20/12/10 à 10:46 - Mise à jour à 10:46

Source: Datanews

Combien de fois n'ai-je pas entendu cette petite phrase prononcée par Albert, mon boucher, après qu'il a pesé les 500 grammes de jambon ou de tête pressée: 'Il y en a un peu plus, c'est rien?'.

Il y en a un peu plus, c'est rien?

Combien de fois n'ai-je pas entendu cette petite phrase prononcée par Albert, mon boucher, après qu'il a pesé les 500 grammes de jambon ou de tête pressée: 'Il y en a un peu plus, c'est rien?'. Le brave homme me regarde à peine, car il connaît à l'avance la réponse. Bien sûr qu'il peut en mettre en peu plus! D'ailleurs, la différence est à chaque fois compensée par l'une ou l'autre tranche gratuite de salami ou d'un autre délice fait maison.

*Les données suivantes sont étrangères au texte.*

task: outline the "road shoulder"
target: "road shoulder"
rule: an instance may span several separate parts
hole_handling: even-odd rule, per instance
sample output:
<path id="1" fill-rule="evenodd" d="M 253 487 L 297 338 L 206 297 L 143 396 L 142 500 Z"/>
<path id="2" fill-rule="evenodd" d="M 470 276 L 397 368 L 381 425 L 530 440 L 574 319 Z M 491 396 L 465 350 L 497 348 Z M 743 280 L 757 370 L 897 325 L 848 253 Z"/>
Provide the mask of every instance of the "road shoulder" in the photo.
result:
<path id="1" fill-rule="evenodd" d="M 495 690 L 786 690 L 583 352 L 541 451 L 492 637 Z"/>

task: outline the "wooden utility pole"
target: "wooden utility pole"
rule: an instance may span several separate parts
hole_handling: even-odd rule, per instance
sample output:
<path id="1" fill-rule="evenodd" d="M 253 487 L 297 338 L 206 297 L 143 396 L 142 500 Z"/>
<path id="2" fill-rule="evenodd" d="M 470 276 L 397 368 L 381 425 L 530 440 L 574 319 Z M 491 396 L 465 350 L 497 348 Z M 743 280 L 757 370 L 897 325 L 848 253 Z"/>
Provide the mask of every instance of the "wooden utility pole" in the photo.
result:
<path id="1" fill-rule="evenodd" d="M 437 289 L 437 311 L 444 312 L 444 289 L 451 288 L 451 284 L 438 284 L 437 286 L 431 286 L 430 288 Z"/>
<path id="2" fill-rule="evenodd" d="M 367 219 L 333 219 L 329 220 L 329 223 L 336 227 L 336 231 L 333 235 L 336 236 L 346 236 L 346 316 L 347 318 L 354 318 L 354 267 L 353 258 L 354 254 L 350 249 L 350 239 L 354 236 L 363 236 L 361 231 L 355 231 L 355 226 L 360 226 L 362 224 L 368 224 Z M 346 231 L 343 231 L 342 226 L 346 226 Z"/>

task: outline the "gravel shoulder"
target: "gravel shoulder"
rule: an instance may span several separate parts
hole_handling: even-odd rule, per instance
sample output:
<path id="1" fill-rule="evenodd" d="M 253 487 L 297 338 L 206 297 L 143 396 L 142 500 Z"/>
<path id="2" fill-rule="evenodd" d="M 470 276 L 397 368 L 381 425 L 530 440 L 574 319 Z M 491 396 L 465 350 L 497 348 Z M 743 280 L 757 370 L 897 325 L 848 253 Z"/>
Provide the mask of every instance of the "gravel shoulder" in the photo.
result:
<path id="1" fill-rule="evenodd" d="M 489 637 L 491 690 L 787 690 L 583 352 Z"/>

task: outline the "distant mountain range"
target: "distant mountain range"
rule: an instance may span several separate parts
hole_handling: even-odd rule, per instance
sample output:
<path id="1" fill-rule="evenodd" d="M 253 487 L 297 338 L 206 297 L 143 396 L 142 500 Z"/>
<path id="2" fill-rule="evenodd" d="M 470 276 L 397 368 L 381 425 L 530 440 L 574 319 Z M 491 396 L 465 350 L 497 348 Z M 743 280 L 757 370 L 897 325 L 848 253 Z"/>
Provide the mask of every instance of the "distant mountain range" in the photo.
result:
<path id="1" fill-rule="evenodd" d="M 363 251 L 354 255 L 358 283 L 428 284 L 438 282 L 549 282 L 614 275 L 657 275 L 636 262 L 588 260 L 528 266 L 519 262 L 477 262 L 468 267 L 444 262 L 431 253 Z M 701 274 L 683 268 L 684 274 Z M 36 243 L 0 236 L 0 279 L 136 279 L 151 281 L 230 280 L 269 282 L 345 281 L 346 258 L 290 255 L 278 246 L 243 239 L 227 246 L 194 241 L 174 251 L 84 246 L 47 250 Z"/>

Et pour 2011, l'on peut à coup sûr en prévoir un peu plus évidemment. L'on ne cesse d'ailleurs de le répéter chaque année. En 2010 aussi, et à juste titre. Et quand on se plonge dans les chiffres de l'année dite catastrophique de 2009, l'on constate finalement que tout s'est encore bien passer. Les mille plus grandes entreprises ICT en Belgique ont enregistré un chiffre d'affaires commun un rien inférieur à 32 milliards EUR. C'est certes quasiment 300 millions de moins qu'en 2008, mais que constate-t-on? Que leur bénéfice a crû en tout de 300 millions... Conjointement, elles ont représenté une valeur ajoutée de 12,2 milliards EUR, clairement une conséquence des réorganisations et autres économies drastiques.

Le secteur ICT a donc assez bien résisté, en 2010 aussi. Ce ne fut pas encore une année 'grand cru', mais ces quatre derniers mois, l'on observe que notre biotope revit lentement mais sûrement. Les analystes estiment que l'an prochain, l'on dépensera 3 à 4 pour cent de plus dans les produits et services ICT. Les banques et les institutions financières investiront de nouveau. Reste à savoir si les pouvoirs publics délieront davantage les cordons de leur bourse. Ils doivent eux aussi prendre conscience qu'une informatisation plus poussée générera d'importantes économies. Car l'on peut toujours en prévoir un peu plus, non?

Toute l'équipe de Data News vous souhaite à vous et à vos proches une année 2011 intéressante, innovante et, surtout, plaisante.